Thursday, November 6, 2008

Screams, shouts, and text messaging.

Current mood: rejuvenated
In October 1996, I was living in Greenwich Village, at an NYU dorm. I was doing homework one night (surprise) alone in my dorm room, when I was suddenly distracted by a savage uproar. I heard a few individual screams, but it was mostly the sound you get when you breath heavily into a microphone, trying to imitate a crowd of people screaming. It was in stereo, coming through my window. My window faced an alley, and the shouts and screams of New Yorkers were echoing up the close walls. Someone stuck his head out of the apartment window across from me and screamed bloody murder.

I shut the window, terrified.

Had we been bombed? Was the world ending? What was happening?

Afraid to go outside, I called my mom, in Louisville, Kentucky.

She answered right away, and I told her what had happened.

"You really don't know?"

"No, there's no one around, but people are screaming. I'm not sure what's going on."

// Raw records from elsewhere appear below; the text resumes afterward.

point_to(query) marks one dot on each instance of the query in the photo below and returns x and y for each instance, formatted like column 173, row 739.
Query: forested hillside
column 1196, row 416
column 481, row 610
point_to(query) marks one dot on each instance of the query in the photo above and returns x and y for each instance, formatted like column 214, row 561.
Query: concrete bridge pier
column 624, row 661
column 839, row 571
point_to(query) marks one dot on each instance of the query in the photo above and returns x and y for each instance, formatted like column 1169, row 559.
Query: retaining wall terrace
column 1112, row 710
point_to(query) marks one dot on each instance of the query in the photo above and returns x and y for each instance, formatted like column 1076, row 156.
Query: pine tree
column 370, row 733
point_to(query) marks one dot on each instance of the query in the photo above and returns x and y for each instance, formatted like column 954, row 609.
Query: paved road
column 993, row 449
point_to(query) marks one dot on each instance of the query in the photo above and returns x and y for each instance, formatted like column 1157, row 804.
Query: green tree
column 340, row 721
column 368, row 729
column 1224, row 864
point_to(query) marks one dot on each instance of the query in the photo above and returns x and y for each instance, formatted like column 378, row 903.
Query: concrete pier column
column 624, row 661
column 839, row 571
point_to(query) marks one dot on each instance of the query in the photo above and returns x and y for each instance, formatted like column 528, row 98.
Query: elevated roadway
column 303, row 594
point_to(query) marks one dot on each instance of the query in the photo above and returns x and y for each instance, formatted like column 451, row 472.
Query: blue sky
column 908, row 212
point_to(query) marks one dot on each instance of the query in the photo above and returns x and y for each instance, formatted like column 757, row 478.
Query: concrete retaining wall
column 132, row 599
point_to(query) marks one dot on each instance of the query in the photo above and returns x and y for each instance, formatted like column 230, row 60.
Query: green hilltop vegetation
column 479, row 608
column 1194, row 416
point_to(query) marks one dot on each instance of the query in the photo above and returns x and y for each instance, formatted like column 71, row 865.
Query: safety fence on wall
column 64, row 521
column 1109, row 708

She laughed and told me I'd been working too hard before explaining the cause of the mass hysteria: "The Yankees just won the World Series."*

I hung up the phone and went outside.

Never had I seen such mayhem. It sounded like the zombies had attacked. People were running down the streets, screaming, shouting nonsense, climbing lampposts, attempting to run up the sides of buildings, standing on cars, and generally freaking out. I walked over to Broadway and witnessed taxi drivers tossing cigars out their windows at passersby. Strangers were hugging. The screams turned into joyous high-fives and chants. It was a beautiful thing, and I didn't even know it was baseball season.

Tuesday night in the Highlands of Louisville was comparable to October 1996 in New York.

The screams, the high-fives, the random guy-with-guitar walking up and down the street singing Woody Guthrie tunes at midnight, the cars honking and waving flags. The thrill of having voted for someone who actually won. It felt like a community, more than ever.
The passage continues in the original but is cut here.